I think I understand what happens but I'm a little confused as to what would be observed in the following situations, any clarification would be really appreciated.
Scenario 1: 2 mL iodine/potassium iodide (aq) + 2 mL of varsol....."shake"...then add saturated solution of I2/KI .....what would be observed? What is happening on a molecular level?
Scenario 2: 2 mL iodine/potassium iodide (aq) + 2 mL of varsol....."shake"...then add saturated KI...same questions.

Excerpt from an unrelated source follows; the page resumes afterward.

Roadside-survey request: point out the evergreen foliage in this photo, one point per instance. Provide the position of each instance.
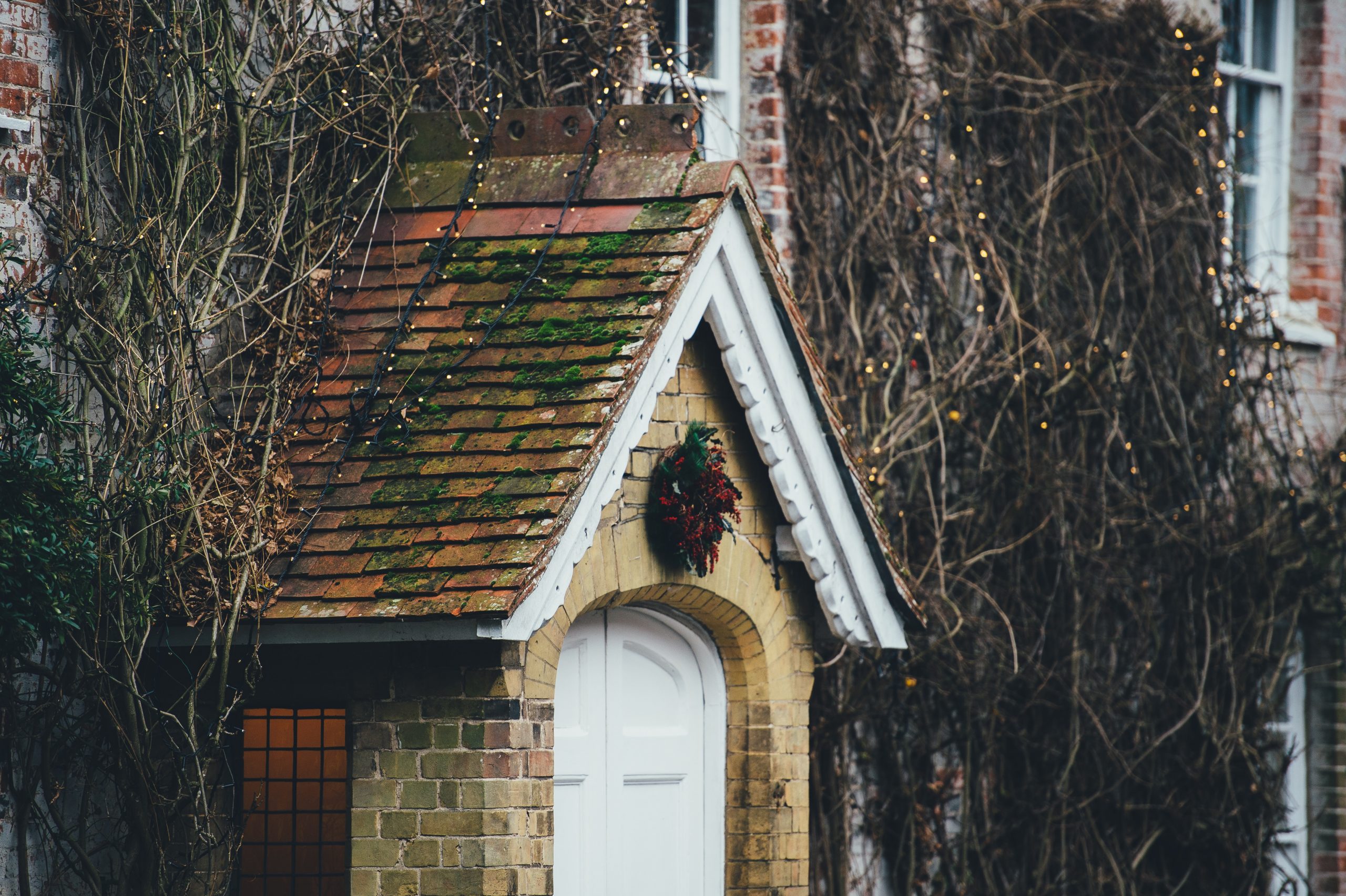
(46, 552)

I2 (aq) + I- <---> I3- (aq)
I2 (aq) <---> I2 (varsol)
The Attempt at a Solution
So this is my understanding of the situation, please correct me if I'm wrong. Iodine will be present in both organic and aqueous layer because its soluble in both. When Iodine is in varsol it's in the form of I- ions = pink color. When iodine is present in the aqueous KI solution its in the form of I3- ions = yellow color. So initial solutions should appear with pink varsol layer on top and yellow aqueous layer at bottom.
Scenario 1: When saturated solution of I2/KI is added I would think that nothing (no change) is observed and that the layers continue to be pink on top and yellow at bottom because more iodine is being added but also more KI so the iodine will just redistribute itself in the two layers until it's reached equilibrium. Iodine can just have more I3- since it has more solvent now to do so in (equilibrium would shift right).
Scenario 2: When saturated KI solution is added I would think that the pink layer would become lighter and the yellow layer more yellow since there is more KI for iodine to dissolve in and so more I3- ions would be formed (equilibrium would shift right).